In many ways, system logging is similar to buying insurance. You know you need it but hope you never have to use it. Let’s face it, system logs are pretty boring and aren’t the kind of thing that gets system administrators and other IT professionals jumping out of bed each morning in eager anticipation.

Often, it’s only when something goes wrong that administrators will feel compelled to go through the log files and see if they can make out what the issue could be. This is the classic use of log files yet it represents missed opportunity. Your system logs don’t have to be afterthoughts. With the right log management solution and procedure, they can be so much more.

Here’s a look at why log monitoring can be so beneficial.

1.   Act Before Users Notice a Problem or Contact Support

The traditional approach to system logging is inherently reactive. Administrators will only rush to study the log files when users report an error. Log monitoring on the other hand adopts a more proactive strategy.

To put this in context, think about a web server log file. Ordinarily, it would contain numerous 200s (successful requests), several 300s (redirections) and the occasional 400s (client errors). 500s (i.e. server errors) aren’t that common. You may assume that users will file an error report when they run into a 500 but the reality is most will simply move on to another website.

Ergo, your website could be bogged down by 500 codes for days before anyone tells you there’s something wrong. If you have already implemented log monitoring, you won’t need to wait for users to inform you. You can resolve the problem well before it spirals out of control and damages your website’s reputation.
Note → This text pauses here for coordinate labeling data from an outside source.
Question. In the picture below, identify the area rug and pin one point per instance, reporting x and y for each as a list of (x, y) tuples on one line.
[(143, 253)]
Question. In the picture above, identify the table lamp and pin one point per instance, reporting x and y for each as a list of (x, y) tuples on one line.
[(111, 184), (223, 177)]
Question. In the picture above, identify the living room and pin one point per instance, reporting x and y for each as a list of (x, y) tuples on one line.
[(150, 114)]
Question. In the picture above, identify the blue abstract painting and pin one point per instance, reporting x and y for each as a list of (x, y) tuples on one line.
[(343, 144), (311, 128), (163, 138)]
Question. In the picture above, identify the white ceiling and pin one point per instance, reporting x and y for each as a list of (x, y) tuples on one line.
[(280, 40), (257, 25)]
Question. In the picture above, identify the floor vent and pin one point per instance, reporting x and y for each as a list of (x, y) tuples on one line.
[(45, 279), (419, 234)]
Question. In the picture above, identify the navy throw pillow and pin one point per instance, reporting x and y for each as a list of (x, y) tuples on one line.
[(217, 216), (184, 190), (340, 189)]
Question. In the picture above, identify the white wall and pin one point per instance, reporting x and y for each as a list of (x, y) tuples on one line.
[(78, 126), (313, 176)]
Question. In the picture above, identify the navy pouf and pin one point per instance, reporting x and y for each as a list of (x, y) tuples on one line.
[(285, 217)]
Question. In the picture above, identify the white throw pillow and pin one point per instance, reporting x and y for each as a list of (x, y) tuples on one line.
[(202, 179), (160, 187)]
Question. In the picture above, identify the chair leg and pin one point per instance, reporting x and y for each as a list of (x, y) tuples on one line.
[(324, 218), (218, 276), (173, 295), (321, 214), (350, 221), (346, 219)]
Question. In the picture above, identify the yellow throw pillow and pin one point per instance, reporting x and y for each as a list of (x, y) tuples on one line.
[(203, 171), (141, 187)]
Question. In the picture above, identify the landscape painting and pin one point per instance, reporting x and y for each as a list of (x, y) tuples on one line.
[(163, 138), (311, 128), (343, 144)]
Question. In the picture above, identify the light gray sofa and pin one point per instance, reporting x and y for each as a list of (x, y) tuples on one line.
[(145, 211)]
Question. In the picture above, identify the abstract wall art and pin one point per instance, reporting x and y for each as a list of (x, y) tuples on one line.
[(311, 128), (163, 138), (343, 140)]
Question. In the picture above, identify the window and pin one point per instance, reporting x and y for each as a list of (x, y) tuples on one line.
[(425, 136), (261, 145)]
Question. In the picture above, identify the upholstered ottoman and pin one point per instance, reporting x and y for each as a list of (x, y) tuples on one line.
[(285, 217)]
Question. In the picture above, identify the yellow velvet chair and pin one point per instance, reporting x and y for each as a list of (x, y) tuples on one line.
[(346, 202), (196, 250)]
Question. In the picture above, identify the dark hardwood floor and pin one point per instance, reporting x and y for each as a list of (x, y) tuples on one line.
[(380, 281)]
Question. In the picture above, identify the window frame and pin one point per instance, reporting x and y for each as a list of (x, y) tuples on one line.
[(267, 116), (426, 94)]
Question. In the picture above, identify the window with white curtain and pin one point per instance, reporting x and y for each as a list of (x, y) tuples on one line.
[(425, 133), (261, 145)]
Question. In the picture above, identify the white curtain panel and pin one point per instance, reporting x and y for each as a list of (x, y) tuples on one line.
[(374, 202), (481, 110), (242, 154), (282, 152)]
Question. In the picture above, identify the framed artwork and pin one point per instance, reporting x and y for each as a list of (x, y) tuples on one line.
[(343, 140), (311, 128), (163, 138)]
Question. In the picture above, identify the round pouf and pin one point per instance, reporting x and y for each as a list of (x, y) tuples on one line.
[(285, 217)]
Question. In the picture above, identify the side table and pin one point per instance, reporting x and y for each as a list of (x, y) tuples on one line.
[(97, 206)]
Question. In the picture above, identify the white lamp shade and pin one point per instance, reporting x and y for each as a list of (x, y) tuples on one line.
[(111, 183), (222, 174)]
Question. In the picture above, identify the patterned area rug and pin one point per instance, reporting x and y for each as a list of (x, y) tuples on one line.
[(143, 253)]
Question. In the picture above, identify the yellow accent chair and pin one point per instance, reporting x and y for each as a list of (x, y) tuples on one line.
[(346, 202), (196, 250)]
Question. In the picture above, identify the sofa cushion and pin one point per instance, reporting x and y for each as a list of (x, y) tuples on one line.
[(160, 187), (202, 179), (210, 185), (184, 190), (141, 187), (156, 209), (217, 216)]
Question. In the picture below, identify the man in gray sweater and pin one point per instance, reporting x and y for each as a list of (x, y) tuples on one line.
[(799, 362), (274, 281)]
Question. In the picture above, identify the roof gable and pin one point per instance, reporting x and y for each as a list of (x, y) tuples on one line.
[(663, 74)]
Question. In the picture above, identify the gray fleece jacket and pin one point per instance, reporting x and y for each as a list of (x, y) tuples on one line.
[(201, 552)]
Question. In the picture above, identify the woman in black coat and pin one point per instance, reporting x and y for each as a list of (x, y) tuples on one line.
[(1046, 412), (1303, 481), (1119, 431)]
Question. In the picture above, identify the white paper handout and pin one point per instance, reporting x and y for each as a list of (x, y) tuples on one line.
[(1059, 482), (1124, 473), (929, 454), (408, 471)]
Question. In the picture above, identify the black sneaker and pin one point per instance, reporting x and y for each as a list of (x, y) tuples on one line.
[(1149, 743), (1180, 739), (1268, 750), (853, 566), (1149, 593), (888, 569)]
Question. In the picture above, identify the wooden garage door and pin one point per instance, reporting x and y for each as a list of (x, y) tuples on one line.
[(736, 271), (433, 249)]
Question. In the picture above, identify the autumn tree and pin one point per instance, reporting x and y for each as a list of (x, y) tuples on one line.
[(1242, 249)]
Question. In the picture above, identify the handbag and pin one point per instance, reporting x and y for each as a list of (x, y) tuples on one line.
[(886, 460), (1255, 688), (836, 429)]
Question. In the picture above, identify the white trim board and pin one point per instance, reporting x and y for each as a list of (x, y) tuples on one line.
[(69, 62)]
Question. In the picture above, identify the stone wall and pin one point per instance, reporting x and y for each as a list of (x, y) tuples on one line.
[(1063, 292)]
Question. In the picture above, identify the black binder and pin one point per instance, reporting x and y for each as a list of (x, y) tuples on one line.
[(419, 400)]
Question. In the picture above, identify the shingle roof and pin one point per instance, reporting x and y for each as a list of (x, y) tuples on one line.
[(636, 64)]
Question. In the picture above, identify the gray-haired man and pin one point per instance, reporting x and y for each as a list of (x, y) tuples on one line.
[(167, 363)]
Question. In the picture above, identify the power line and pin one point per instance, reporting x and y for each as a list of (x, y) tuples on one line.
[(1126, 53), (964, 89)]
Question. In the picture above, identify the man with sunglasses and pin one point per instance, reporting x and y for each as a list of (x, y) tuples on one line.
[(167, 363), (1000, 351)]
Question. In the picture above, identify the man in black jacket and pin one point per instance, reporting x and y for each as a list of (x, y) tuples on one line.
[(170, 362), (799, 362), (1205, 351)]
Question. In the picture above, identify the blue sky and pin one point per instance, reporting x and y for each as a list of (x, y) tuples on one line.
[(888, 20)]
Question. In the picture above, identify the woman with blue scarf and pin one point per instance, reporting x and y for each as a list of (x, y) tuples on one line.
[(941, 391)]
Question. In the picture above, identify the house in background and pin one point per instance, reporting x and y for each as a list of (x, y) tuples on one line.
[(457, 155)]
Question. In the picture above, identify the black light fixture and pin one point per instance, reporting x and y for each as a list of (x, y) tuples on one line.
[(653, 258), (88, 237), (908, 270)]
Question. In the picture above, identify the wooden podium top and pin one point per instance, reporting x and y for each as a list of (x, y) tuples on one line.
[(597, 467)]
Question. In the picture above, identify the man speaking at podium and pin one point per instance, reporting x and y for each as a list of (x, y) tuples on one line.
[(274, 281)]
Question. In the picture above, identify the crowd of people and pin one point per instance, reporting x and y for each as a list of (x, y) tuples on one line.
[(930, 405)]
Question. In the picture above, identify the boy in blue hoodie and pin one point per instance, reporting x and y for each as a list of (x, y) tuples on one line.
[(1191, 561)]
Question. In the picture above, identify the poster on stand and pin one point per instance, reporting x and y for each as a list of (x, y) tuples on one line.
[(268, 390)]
2.   Pick Up Suspicious Activity

Making sure your application is working as well as it should be is important but it’s certainly not the only reason why you should have log monitoring. There are other threats to watch out for. If your server or application is internet-facing, it won’t be long before some individual or malware attempts to infiltrate, compromise or cripple it.

Log monitoring can help you prevent or stop these attacks. For example, if your webserver sees a sudden jump in 401 and 403 responses implying a rise in unauthorized and forbidden activity, you could be under a brute force attack. You can take preventative action before the attacker succeeds or inflicts substantial damage.

3.   Regulatory Compliance

Log monitoring is certainly best practice. In certain industries though, it’s a regulatory requirement too. Examples include financial services, healthcare and manufacturing.

For example, healthcare providers are subject to HIPAA requirements in the management of patient information. To comply, extensive logging and log monitoring is necessary to identify unusual activity and data security discrepancies. Failure to adhere to HIPAA can lead to severe consequences for the organization.

4.   Defining Baseline Performance

Applications are programmed to act on system triggers, adhere to specific turnarounds and respond to user actions. This leads to a fairly regular and predictable pattern in log files. In fact, one of the reasons log files are considered so boring to read is the near monotony of the entries.

Yet, these predictable, repetitive patterns can be a powerful asset in log monitoring. They help you to establish a baseline of system behavior. That way, you can receive automatic notifications whenever there’s an unusual change in long patterns.

5.   Improve Your Business

Log monitoring is meant to ensure your systems are working as they ought to. But that is not an end in itself. There’s the overarching goal of your organization: business success. Your log files pack plenty of helpful information that can inform tactical and strategic decisions.

For example, if you notice a rapid rise in traffic to a particular page on your website, you could exploit the opportunity by adding a discount coupon or promo there. In this respect, your logs become a source of business intelligence.

With this understanding of the importance of system logs, it’s time to see log monitoring as something of great use to your business and not just an activity you engage in to fulfill a checklist.